Taiwan politicians know how to put on a good show. But the brawling and histrionics in parliament that have put Taiwan politics on the world map for the past 20 years are staged acts, legislators and political observers say.

They are planned in advance to generate media attention and garner favour with voters who like to see their representatives fight as hard as they can on tough issues.

Lawmakers even call up allies to ask that they wear sports shoes ahead of the choreographed clashes. They have been known to meet up afterwards for drinks.

"It's really a media event, staged for media coverage," said Nationalist Party (KMT) legislator Joanna Lei. "They have a strategy session, like a war plan."

The latest brawl erupted on May 8 when at least 40 MPs blocked the speaker from his podium to head off a vote on reconfiguring the Central Election Commission.

In the 1980s and 1990s, when minority parties had no procedural way to change governing bodies controlled then by the KMT, regular fights exposed inefficiency, crookedness and authoritarianism, said Shelley Rigger, an East Asian politics expert at Davidson College in the United States.
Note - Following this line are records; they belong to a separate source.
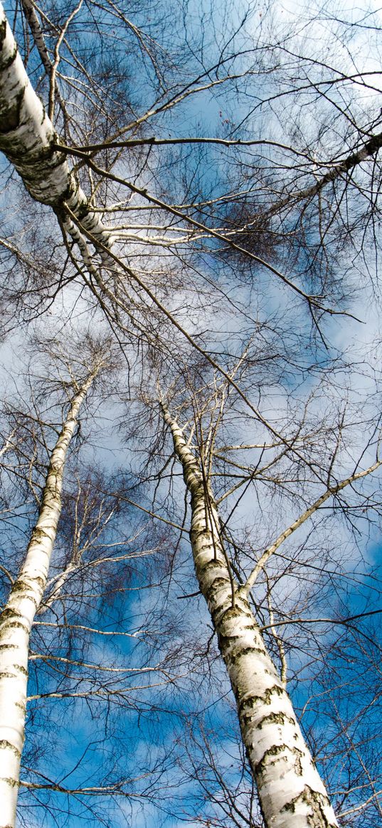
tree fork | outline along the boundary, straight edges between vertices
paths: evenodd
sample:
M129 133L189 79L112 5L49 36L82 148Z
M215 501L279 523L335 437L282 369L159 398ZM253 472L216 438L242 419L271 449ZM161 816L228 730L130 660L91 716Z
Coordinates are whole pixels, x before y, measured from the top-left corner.
M336 828L325 786L247 598L235 584L223 550L212 493L183 432L161 403L191 498L191 542L201 592L234 691L243 741L267 828Z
Today, despite full democracy, the fight strategy remains.

"It's true that politicians use (brawls) to excite their core supporters at home, but it's unclear how effective that is," Rigger said. "We do know, though, that it hurts the legitimacy of the democratic system as a whole. Mostly it's a delaying tactic."

In January, a brawl involving about 50 MPs who wanted to stop parliament speaker Wang Jin-pyng from accessing his podium lasted for four hours.

Shoes were thrown at the speaker, a microphone was ripped out and thrown across the chambers. MPs shoved and pulled one another's ties. Wang never made it to the podium.

Some of the brawling MPs turned to reporters and cameramen, yelling slogans to them and brandishing signs.

In 2005 one legislator needed stitches after he was struck by a mobile phone. Last year an MP used tear gas. Shouting exchanges occur almost every week on the parliament floor.

Some legislators says it is just a ploy to win votes.

"They just want to steal the spotlight going into the primaries," said People First Party MP Lee Hung-chun. "Parliament should be a sacred and noble place."